No less of an authority than Scorsese himself declared Matteo Gorrone’s Gomorrah as a “tough, forceful look at the Neapolitan underworld,” which is reason enough for any Goodfellas aficionado to check it out, with the Italian-language crime drama also adapted from a nonfiction book written by a person with vast first-hand experience of a notorious organised crime racket.

Movies about the dark side of the American dream

A gangster movie it may be, but one of the recurring themes throughout Goodfellas is Henry’s increasing realisation that as much as he wanted to chase his own version of the American Dream at any cost, he wasn’t necessarily prepared for what comes with scratching its seedy underbelly. That’s applicable to many great movies, which don’t need to be tied to the mob in order to deal with the same undertones.

With that in mind, the ensemble piece Glengarry Glen Ross makes for an ideal companion piece through the way it demonises the innocuous salesman. These aren’t breadwinners seeking fulfilment but are instead painted as manipulative, ruthless, and calculating cutthroats who’ll do anything it takes to succeed in their chosen arena, with David Mamet’s adaptation of his own play also echoing Goodfellas‘ ruminations on fragile masculinity and the insecurities that are inherently baked into it.

That’s a box ticked by American Beauty, too, with Kevin Spacey’s Lester Burnham the embodiment of the American Dream from the outside looking in. He’s got all the mod cons associated with having it all, but that’s merely a façade for an unfulfilling existence that’s so superficial it forces him to forgo it entirely in favour of refitting the myth to his own whims. He’s got the house, car, and family, just like Henry does in Goodfellas, but they’re still equally empty in their own ways.
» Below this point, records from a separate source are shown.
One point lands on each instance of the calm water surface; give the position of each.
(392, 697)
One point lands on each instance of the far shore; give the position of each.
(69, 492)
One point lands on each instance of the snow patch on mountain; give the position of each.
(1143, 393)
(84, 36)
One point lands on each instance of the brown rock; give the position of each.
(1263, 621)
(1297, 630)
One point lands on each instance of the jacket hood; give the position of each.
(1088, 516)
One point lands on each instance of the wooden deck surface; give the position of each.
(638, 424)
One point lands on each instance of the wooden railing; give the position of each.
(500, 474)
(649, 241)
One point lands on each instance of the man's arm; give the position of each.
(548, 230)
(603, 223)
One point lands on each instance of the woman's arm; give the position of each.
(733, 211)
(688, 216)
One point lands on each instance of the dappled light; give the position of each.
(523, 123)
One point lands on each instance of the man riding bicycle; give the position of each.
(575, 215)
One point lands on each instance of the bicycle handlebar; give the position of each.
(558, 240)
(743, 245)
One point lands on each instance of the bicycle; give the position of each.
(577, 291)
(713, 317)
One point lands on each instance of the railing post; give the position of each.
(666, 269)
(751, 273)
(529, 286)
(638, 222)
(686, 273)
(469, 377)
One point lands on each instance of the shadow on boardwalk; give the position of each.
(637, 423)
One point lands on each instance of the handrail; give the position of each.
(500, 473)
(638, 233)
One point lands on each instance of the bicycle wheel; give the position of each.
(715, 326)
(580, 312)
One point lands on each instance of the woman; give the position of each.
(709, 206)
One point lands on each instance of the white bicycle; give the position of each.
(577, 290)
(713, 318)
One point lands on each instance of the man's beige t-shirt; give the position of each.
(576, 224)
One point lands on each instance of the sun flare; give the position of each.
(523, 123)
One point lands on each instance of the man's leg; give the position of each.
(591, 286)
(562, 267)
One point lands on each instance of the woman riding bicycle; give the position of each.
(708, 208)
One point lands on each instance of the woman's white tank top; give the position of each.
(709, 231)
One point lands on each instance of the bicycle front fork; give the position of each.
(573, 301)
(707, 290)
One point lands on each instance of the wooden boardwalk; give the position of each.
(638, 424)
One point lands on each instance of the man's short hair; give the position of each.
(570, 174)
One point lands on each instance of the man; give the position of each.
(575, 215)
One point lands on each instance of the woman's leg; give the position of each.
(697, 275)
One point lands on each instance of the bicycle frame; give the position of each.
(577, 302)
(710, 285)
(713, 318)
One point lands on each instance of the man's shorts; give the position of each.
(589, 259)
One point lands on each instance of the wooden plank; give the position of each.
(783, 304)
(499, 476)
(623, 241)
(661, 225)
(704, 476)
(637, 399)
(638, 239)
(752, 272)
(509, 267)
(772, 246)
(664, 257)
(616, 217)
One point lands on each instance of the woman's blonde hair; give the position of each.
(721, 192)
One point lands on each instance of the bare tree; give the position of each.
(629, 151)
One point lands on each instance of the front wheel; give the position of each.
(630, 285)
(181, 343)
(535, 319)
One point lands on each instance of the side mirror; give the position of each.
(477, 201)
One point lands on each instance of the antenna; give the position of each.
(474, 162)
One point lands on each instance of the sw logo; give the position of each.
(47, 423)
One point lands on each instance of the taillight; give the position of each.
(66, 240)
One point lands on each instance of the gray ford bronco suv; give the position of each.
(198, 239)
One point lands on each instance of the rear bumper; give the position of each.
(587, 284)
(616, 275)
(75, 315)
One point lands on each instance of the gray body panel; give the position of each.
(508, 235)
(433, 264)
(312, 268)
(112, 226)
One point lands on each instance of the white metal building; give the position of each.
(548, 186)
For another change of pace, Ron Kovac was devoutly religious, patriotic, a star athlete, and a war veteran, but when he returned from Vietnam, he found that his country had turned its back on him. While Born on the Fourth of July doesn’t seem to have a lot of shared DNA with Goodfellas, both vastly opposing films shine a light on the psychological effects of being cast aside by society can have. For Kovac, it leaves him increasingly bitter after he went through hell for no discernible reward, but for Henry, the lack of non-illicit prospects and lowly status serves to push him deeper and deeper into criminality because there are no better options on the table.

Billy Wilder’s classic noir Sunset Boulevard charts the downside of chasing wealth, status, and success and how it can lead to a downward spiral of misdeeds, regrets, tragedy, and death, so it’s not as far away from Goodfellas as it may seem at first glance. Along similar lines, Henry’s infatuation with the mob is driven largely by the lure of milking capitalism for all it’s worth to maximise it for his own gain, so where better to head than Paul Thomas Anderson’s There Will Be Blood?

Corruption, the building of an ill-gotten empire, and the staunch avoidance of dealing with anything or anyone that doesn’t provide a direct personal benefit to those involved are all over every frame of Goodfellas, with its various characters gradually sacrificing their humanity at the altar of money and power in a manner that’s hardly a million miles away from Daniel Day-Lewis’ towering Daniel Plainview.